Kodak threatened anti-trust action. Legal experts figured they'd have little trouble showing monopoly leverage and would probably collect triple damages if it went to trial. Microsoft has responded by announcing changes in Windows XP that will allow Kodak's software to be more easily installed.
It appears they are not conceding on the matter of hijacking Kodak's photo print business.
Responding to their conviction, Microsoft announced "concessions" to the OEMs allowing them some control over the Windows XP desktop. When the announcement was "clarified" a couple weeks later, it proved entirely empty - they conceded nothing. We expect this announcement to be just as totally devoid of substance - purely a delaying action and public relations stunt.
We hear this story over and over. A company with an innovative product works with Microsoft to assure the product works well with Windows. At the last moment, the deal is off, a rip-off of the product is "integrated" with Windows and the original developer is locked out.

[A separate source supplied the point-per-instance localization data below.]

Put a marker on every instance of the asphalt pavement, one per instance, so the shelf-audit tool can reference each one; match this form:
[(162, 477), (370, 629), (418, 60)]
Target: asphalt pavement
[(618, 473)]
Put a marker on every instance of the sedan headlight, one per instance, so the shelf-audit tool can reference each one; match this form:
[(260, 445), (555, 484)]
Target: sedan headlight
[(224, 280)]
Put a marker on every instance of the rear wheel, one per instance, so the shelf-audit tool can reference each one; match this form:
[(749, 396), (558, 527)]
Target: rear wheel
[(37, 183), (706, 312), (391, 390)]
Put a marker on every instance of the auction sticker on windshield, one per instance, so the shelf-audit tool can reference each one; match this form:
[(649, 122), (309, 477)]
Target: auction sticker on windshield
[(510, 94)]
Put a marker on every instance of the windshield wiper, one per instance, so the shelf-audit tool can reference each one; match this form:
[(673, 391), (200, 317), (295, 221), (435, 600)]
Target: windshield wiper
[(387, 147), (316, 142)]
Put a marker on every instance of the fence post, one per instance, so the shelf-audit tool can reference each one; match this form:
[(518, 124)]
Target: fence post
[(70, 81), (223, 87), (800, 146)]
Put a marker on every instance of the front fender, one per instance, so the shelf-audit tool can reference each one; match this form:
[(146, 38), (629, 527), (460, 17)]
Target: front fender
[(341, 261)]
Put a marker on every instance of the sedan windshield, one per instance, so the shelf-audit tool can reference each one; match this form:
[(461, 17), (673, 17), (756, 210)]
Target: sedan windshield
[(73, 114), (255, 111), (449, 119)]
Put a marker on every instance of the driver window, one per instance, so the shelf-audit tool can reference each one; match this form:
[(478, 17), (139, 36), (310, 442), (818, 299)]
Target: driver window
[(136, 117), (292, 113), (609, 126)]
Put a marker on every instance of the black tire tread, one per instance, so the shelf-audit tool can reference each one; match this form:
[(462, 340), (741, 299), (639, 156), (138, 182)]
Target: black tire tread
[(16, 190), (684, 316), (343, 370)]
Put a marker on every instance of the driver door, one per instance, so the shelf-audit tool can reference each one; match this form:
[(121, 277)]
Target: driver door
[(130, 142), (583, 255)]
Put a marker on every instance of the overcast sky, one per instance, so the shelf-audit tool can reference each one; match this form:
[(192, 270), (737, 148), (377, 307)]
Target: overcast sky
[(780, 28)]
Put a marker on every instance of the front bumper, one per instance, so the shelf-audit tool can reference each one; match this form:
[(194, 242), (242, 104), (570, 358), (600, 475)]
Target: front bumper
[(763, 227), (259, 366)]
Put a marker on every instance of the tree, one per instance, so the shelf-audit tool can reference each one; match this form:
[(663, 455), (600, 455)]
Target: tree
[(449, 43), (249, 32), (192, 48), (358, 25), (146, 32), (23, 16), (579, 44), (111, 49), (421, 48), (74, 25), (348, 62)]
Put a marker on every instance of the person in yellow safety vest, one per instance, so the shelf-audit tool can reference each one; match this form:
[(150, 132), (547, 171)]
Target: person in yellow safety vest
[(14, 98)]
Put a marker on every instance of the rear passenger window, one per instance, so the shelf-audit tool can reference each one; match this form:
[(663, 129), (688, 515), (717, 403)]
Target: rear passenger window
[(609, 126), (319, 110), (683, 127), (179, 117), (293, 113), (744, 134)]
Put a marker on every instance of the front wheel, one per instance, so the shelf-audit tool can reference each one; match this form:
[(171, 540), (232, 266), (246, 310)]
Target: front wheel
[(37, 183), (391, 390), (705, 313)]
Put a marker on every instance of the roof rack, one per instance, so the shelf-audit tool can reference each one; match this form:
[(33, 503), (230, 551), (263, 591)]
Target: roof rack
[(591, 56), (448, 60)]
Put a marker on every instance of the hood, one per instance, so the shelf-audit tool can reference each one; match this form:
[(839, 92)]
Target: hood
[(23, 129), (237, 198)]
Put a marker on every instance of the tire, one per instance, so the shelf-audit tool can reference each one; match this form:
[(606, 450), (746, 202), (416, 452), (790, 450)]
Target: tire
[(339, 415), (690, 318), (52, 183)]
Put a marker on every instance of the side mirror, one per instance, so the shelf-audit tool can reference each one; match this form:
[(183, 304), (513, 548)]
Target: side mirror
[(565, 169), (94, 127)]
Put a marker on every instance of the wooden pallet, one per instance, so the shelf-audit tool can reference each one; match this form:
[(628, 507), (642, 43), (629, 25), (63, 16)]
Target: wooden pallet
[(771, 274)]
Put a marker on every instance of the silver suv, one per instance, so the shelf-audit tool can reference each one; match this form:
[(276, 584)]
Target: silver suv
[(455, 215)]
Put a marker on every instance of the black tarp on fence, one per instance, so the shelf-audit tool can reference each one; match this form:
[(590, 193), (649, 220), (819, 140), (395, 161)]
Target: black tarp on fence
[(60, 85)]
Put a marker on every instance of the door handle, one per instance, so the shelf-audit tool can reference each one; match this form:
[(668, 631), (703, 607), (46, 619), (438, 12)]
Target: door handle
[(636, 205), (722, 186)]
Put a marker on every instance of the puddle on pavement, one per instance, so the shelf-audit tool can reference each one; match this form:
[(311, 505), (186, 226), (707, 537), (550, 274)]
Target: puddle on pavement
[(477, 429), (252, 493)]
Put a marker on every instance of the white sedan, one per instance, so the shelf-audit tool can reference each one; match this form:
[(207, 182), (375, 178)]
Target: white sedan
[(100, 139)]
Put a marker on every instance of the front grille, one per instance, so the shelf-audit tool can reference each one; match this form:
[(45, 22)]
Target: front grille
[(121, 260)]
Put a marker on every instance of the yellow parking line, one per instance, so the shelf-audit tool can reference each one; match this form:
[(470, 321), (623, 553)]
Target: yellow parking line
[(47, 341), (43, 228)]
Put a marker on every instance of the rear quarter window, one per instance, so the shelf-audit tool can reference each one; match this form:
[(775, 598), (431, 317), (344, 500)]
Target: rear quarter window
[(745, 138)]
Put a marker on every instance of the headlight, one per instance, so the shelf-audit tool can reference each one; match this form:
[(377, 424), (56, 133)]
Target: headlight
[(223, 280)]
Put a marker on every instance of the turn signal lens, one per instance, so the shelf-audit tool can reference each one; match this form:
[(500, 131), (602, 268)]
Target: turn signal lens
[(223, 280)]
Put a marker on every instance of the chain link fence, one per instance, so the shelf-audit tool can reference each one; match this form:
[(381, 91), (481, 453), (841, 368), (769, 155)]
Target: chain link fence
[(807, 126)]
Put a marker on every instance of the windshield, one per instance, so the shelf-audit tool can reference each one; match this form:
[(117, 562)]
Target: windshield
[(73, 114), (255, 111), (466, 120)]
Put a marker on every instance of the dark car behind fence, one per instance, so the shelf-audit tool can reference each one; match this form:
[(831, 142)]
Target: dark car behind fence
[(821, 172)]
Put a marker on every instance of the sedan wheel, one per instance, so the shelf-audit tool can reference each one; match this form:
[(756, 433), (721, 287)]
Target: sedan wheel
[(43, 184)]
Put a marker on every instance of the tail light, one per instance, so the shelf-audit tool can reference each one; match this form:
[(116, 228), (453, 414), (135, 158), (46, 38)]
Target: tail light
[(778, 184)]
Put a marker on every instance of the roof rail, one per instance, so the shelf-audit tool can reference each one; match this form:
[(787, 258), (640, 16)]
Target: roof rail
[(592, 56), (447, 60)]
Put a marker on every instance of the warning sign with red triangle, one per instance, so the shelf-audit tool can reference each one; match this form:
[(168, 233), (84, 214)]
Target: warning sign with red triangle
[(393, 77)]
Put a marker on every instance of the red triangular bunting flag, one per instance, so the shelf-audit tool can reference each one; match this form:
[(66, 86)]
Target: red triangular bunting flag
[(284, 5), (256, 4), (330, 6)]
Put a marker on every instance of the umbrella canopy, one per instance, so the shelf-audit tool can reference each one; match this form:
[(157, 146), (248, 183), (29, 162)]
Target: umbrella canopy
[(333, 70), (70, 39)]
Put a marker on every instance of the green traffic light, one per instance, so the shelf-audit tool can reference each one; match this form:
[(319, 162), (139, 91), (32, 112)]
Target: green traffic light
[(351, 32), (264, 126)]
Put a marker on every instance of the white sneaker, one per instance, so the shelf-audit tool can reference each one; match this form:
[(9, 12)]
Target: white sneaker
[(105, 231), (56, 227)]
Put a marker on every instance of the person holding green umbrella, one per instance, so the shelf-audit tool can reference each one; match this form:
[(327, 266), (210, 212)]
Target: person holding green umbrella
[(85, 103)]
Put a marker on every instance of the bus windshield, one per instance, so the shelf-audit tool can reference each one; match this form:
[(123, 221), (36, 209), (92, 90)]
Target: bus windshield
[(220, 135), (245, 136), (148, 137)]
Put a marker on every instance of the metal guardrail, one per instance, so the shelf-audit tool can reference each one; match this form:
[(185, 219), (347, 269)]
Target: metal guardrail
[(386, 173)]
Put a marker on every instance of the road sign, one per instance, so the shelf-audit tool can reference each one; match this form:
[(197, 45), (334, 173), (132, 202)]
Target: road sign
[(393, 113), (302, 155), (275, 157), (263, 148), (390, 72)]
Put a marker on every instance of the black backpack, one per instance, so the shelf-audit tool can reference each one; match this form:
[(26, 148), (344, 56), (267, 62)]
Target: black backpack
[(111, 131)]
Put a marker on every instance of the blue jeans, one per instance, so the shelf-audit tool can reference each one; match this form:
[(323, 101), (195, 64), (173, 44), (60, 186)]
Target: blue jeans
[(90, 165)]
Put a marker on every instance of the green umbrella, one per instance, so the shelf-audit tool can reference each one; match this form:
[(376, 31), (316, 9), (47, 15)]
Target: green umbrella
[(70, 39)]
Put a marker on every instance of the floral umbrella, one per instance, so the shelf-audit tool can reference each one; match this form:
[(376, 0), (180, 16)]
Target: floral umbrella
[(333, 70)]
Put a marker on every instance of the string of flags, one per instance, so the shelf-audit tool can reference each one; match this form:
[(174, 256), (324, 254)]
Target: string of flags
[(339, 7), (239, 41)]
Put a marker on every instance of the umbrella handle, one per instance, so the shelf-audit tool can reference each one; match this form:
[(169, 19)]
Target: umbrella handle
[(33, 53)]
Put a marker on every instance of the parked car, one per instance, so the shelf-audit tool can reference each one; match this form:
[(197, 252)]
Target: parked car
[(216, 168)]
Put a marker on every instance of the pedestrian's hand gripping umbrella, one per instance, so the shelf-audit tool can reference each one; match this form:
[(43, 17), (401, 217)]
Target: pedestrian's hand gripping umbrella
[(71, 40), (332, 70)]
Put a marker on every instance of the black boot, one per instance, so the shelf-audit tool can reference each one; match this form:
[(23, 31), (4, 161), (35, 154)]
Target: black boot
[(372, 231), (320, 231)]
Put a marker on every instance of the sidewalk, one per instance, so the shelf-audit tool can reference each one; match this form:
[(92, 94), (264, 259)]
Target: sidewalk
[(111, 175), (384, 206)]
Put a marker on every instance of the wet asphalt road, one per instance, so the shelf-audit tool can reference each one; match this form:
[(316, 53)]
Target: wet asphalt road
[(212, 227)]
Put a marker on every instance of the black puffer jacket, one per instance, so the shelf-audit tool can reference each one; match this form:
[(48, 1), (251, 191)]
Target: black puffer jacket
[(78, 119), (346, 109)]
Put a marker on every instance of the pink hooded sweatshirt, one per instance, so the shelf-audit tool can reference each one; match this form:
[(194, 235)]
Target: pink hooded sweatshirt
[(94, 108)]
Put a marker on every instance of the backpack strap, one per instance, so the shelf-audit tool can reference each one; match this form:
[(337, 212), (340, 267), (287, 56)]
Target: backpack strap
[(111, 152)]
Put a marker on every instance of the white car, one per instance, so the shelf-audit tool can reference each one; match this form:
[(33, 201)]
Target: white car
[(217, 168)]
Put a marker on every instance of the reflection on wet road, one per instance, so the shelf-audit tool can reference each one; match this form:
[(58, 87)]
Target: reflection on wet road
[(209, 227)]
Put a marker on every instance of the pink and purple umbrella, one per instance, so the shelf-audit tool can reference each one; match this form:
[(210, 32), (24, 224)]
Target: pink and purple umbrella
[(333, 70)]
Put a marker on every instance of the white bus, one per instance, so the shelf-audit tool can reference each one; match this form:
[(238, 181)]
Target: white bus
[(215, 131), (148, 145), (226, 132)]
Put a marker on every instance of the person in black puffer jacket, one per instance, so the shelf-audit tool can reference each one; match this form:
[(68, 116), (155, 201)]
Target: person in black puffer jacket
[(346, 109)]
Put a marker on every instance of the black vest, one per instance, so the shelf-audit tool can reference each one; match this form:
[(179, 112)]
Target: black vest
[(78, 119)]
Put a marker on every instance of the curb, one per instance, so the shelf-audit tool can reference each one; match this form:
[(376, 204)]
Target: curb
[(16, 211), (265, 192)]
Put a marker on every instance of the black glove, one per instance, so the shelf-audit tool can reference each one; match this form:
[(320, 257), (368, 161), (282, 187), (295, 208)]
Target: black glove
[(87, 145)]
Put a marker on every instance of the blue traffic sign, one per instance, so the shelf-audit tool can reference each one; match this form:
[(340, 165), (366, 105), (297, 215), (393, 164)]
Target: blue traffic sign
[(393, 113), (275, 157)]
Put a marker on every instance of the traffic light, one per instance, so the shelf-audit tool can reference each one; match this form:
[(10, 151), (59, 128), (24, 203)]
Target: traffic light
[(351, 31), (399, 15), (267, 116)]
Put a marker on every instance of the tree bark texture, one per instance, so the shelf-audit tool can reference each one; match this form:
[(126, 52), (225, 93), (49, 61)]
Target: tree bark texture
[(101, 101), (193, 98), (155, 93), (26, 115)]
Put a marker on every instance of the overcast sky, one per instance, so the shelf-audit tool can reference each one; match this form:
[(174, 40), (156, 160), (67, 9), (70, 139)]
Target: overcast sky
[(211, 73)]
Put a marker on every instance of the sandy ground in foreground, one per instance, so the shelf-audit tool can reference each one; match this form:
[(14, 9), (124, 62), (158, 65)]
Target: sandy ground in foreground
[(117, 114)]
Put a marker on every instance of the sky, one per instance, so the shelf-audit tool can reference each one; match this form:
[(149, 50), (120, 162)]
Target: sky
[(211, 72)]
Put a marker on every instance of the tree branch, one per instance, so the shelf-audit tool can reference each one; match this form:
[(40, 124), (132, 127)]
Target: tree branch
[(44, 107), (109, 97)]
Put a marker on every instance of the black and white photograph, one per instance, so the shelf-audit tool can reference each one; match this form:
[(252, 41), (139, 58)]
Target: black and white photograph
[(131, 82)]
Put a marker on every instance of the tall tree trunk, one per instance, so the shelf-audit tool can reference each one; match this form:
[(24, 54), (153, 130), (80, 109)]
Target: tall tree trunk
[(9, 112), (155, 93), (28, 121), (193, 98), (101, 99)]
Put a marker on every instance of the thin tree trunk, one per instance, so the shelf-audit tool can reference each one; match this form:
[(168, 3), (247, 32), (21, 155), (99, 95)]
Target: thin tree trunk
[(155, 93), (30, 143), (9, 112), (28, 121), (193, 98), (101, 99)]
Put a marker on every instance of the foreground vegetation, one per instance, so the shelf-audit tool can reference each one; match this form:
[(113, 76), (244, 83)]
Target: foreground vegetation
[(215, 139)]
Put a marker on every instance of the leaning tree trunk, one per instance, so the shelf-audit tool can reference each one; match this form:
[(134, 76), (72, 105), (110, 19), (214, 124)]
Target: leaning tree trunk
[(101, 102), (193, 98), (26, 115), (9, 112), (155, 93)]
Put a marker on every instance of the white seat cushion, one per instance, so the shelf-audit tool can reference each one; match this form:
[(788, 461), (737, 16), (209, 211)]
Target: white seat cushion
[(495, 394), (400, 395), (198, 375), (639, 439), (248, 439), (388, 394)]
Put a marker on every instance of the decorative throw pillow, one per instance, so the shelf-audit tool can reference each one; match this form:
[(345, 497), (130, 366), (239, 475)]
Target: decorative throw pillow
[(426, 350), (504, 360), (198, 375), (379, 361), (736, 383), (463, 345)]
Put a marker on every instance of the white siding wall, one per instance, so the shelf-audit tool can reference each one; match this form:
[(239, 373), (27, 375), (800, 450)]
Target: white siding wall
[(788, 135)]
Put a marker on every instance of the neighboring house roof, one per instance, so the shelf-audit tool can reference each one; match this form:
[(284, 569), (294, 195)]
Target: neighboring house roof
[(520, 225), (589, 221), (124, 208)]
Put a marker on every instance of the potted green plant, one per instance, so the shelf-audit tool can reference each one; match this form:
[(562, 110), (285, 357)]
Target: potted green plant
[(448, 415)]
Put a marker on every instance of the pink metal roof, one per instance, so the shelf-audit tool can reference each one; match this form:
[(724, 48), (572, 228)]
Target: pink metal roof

If the damaged company has enough money, they can sue. Microsoft will likely buy off the suit and pay extra for silence. Companies that don't have enough money to sue Microsoft are just plain screwed. In either case, consumer choice is now limited to the less capable Microsoft product - whether you want it or not. Innovation in that product line ends completely, further harming the consumer.
The problem for Microsoft is they now stand convicted of illegally leveraging their monopoly. That means a much easier time in court and triple damages for companies they have injured. What they did to Kodak appears to be blatant leveraging, plus "co-mingling of code" (the latest courtroom buzz phrase).
So why does Microsoft continue, and in fact intensify, behavior that appears illegal? It's simple, they have little choice. The financial pyramid they have built their wealth on requires profits and growth rates they cannot achieve legally. Like a drug addict staring death in the face, they will not quit, because this is their whole way of life.
We recommend you seriously examine whether your business can move to alternatives. If Microsoft succeeds with their .NET plans, your business costs will continue to rise exponentially (Microsoft's wealth comes from your pocket, you know). If Microsoft's plans fail, they will fail hard, and businesses that have bet on their success will be severely disadvantaged.
We recognize that many businesses truly are trapped now, and will have to wait for other businesses to prepare an escape route, Those that can should be looking for the exits. Microsoft's hunger will continue to increase.